Старушка становилась больна, если долго не получала
известий, а когда я приходил с ними, интересовалась самою малейшею
подробностию, расспрашивала с судорожным любопытством, «отводила душу» на моих
рассказах и чуть не умерла от страха, когда Наташа однажды заболела, даже чуть
было не пошла к ней сама. Но это был крайний случай. Сначала она даже и при мне
не решалась выражать желание увидеться с дочерью и почти всегда после наших
разговоров, когда, бывало, уже все у меня выспросит, считала необходимостью
как-то сжаться передо мною и непременно подтвердить, что хоть она и
интересуется судьбою дочери, но все-таки Наташа такая преступница, которую и
простить нельзя. Но все это было напускное. Бывали случаи, когда Анна Андреевна
тосковала до изнеможения, плакала, называла при мне Наташу самыми милыми
именами, горько жаловалась на Николая Сергеича, а при нем начинала намекать,
хоть и с большою осторожностью, на людскую гордость, на жестокосердие, на то,
что мы не умеем прощать обид и что бог не простит непрощающих, но дальше этого
при нем не высказывалась.

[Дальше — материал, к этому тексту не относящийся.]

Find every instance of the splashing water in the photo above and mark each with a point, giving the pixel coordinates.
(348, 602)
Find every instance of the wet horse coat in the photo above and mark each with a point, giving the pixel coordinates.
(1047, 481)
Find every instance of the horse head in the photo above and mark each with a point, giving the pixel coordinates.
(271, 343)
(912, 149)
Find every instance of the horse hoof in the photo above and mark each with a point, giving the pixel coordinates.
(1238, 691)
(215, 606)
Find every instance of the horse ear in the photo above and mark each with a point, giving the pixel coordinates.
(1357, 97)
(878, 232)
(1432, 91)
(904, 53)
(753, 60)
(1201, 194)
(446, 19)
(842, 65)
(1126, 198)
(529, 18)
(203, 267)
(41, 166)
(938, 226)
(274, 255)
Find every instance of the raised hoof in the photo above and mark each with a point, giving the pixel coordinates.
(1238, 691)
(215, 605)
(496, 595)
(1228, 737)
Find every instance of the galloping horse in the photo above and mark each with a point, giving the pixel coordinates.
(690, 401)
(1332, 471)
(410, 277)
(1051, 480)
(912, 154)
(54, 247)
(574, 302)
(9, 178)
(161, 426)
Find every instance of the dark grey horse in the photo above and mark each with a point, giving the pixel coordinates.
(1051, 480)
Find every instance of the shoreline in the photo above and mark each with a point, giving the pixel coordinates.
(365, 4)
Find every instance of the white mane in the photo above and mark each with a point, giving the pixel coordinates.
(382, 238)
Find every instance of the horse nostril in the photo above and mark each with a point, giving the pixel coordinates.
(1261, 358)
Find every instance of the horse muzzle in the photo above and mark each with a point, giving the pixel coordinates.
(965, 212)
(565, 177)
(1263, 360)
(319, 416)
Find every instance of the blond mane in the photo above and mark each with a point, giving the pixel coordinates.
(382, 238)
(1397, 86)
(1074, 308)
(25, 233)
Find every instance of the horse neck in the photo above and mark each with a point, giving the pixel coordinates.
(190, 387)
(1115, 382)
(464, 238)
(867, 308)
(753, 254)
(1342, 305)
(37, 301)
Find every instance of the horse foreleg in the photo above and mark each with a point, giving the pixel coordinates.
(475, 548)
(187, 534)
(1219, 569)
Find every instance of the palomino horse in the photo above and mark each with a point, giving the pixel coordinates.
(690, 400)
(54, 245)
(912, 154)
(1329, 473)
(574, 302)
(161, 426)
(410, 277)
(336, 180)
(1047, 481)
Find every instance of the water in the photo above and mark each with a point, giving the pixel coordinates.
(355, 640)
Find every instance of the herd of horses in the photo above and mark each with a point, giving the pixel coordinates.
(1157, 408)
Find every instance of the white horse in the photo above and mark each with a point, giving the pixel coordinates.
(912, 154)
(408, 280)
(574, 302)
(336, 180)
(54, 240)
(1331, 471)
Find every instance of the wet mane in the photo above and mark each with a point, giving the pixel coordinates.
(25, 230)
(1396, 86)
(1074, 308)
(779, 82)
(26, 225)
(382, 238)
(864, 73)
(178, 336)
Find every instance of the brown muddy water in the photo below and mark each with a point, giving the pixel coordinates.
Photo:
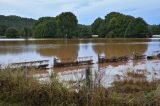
(19, 50)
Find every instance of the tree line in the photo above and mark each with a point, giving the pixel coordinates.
(65, 25)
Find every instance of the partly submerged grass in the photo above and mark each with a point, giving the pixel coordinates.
(134, 90)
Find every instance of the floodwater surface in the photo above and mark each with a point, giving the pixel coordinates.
(13, 50)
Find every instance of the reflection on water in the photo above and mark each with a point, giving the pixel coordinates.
(30, 50)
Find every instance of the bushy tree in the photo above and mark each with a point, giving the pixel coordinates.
(67, 24)
(45, 27)
(84, 31)
(119, 25)
(11, 33)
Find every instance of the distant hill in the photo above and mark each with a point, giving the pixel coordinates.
(16, 22)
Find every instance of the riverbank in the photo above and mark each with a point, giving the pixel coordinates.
(131, 89)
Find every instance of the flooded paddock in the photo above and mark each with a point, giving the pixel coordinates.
(13, 51)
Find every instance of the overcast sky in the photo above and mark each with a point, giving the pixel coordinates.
(85, 10)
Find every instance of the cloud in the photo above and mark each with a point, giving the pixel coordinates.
(86, 10)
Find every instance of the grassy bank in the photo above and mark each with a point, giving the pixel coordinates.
(131, 90)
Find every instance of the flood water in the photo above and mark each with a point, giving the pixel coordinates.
(13, 50)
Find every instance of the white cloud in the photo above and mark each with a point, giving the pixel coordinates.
(85, 10)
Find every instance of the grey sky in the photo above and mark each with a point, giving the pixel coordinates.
(85, 10)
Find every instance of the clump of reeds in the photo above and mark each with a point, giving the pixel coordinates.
(132, 90)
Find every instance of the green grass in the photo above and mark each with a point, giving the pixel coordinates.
(18, 90)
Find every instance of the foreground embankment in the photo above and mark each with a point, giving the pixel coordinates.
(132, 89)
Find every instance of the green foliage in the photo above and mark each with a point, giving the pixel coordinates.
(64, 25)
(84, 31)
(16, 22)
(119, 25)
(45, 27)
(67, 24)
(2, 30)
(155, 29)
(22, 25)
(11, 33)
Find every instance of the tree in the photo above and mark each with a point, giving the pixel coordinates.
(67, 24)
(11, 33)
(84, 31)
(2, 30)
(119, 25)
(45, 27)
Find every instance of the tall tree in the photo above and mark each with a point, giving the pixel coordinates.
(45, 27)
(11, 33)
(67, 24)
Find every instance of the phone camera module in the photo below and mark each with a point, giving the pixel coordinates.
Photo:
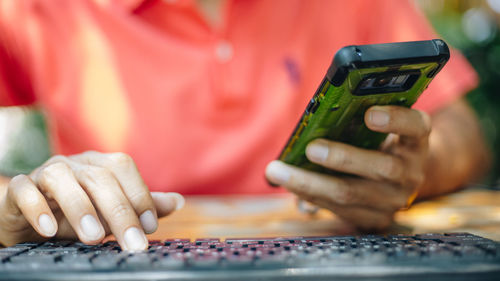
(382, 81)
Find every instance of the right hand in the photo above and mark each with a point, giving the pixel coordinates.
(85, 196)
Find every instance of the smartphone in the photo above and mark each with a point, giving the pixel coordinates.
(358, 78)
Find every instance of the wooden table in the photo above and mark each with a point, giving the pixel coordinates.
(472, 210)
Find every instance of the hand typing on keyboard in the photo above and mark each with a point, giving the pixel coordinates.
(84, 196)
(384, 181)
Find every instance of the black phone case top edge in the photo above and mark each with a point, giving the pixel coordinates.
(357, 56)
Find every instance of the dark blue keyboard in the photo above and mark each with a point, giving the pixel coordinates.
(400, 257)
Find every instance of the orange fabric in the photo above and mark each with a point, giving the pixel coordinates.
(200, 109)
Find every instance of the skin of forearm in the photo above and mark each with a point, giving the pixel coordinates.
(3, 185)
(458, 152)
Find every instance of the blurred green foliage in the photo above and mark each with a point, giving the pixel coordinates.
(28, 146)
(472, 27)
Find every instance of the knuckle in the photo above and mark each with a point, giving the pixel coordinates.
(341, 195)
(120, 210)
(52, 173)
(391, 168)
(415, 180)
(140, 199)
(93, 173)
(340, 157)
(121, 159)
(57, 158)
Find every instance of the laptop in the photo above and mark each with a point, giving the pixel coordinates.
(429, 256)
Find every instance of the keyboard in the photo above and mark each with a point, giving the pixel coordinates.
(451, 256)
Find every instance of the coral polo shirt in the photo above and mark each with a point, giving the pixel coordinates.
(200, 108)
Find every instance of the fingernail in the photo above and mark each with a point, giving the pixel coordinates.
(90, 227)
(148, 221)
(379, 117)
(47, 225)
(317, 152)
(278, 172)
(135, 240)
(179, 200)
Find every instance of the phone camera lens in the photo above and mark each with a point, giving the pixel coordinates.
(382, 81)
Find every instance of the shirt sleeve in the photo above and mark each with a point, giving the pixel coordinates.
(402, 21)
(15, 83)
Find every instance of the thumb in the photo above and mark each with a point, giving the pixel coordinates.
(167, 202)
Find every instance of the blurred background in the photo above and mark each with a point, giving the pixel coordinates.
(471, 26)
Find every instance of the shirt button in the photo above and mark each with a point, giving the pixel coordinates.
(223, 51)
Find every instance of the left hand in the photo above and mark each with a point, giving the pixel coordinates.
(382, 181)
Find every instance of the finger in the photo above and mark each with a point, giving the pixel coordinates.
(399, 120)
(58, 180)
(345, 192)
(167, 202)
(345, 158)
(30, 201)
(125, 171)
(113, 205)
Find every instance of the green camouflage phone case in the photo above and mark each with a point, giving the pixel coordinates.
(354, 82)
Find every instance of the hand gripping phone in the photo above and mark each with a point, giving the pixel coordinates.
(358, 78)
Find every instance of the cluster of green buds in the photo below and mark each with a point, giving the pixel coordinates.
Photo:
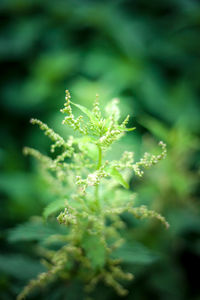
(90, 190)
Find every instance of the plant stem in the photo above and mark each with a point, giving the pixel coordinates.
(98, 167)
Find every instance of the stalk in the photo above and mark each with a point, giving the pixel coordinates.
(96, 192)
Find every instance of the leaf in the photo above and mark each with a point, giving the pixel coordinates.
(20, 266)
(112, 109)
(89, 148)
(53, 207)
(88, 112)
(34, 231)
(135, 253)
(118, 177)
(125, 129)
(94, 249)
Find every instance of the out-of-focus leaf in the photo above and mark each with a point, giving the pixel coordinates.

В такие минуты старик тотчас же черствел и угрюмел,
молчал, нахмурившись, или вдруг, обыкновенно чрезвычайно неловко и громко,
заговаривал о другом, или, наконец, уходил к себе, оставляя нас одних и давая таким
образом Анне Андреевне возможность вполне излить передо мной свое горе в слезах
и сетованиях. Точно так же он уходил к себе всегда при моих посещениях, бывало
только что успеет со мною поздороваться, чтоб дать мне время сообщить Анне
Андреевне все последние новости о Наташе. Так сделал он и теперь.
– Я промок, – сказал он ей, только что ступив в комнату, –
пойду-ка к себе, а ты, Ваня, тут посиди. Вот с ним история случилась, с
квартирой; расскажи-ка ей. А я сейчас и ворочусь...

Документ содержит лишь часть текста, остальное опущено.